On a personal note, two of my family members worked in this mine. My grandfather worked in this mine his entire coal mining career. I was not aware of this until after visiting the mine and taking the photographs. I was talking with my mother and had mentioned that I was at that mine taking photos. She got really excited and told me the story of how she would go with my grandfather on Saturday mornings to pick up his pay check. They lived across the river, in Messmore, and would drive to the Nemacolin ferry and cross over to the mine to pick up his check. She also told me of the stories that my grandfather would tell about walking out of the shaft when there would be a problem in the mine. Apparently if there was a problem or the electricity would go out the miners would have to walk a set of steps from the bottom of the mine up the entrance shaft. The other member of my family that worked there was my father. He worked there a short period of time until transferring to the Buckeye mine in Carmichaels Pa. She also told me that the miners were able to travel underground between the two mines, which are approximately 2-3 miles apart.

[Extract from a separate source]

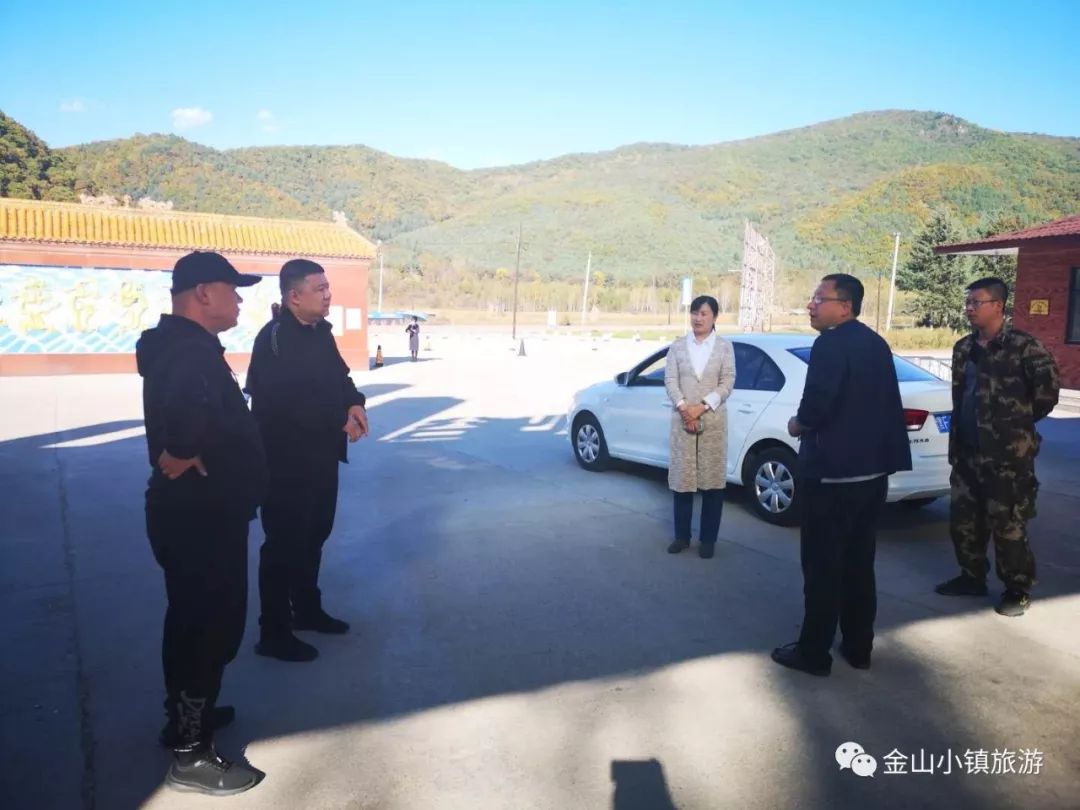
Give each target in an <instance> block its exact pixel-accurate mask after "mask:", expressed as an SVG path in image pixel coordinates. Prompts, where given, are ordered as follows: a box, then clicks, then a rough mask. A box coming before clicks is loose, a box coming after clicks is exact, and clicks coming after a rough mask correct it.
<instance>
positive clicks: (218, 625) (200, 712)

For the photographers reading this the are all HDR photos processed using HDR Efex Pro.
I hope that everyone enjoys the photos and the short history lesson about this mine. Feel free to leave comments and ask questions.
As some of you may have seen I have been working on a series of photographs which I have been referring to as “Desolation”. The series is based on abandoned buildings and houses throughout the region. I started this series last year with the intentions of just getting a few interesting shots from an old house that I had come across. I can certainly say that I instantly was fascinated with the idea of the these forgotten places. Since then I have been photographing and visiting as many places that time allows and the series has been growing. Starting tomorrow night I will have an exhibit of some of this series at the Allegory Gallery in Ligonier, Pa. The opening will be Friday, February 10, 2012 from 5pm to 8pm. The show will run through March 8, 2012. If you are in the area please stop by and take a look at the show and let me know what you think.
The photographs that will be on display consist of Black & White and Color HDR (High Dynamic Range) images. I decided to take this series in a “digital altered” direction to add some dramatic effect to the photographs. Also, to better show some of the amazing textures and detail that can be found in these capsules of time. It is always interesting to look inside these places and wonder why did the owners leave, where did they go, and why did they leave so many of their belongings behind? I have seen everything from pianos to a business check book that contained a un-deposited check. Some of the places look as though the people just gathered up some of their belongings and walked out the door. And then I come along all these years later and take the photos of the emptiness and desolation of these places. And even though the places are abandoned and without people, to me, they have somehow managed to take on a personality or life of their own. And this series captures some of the “life” that I have come to call “Desolation”.
I hope that you have a chance to stop by Allegory Gallery and take a look at the show.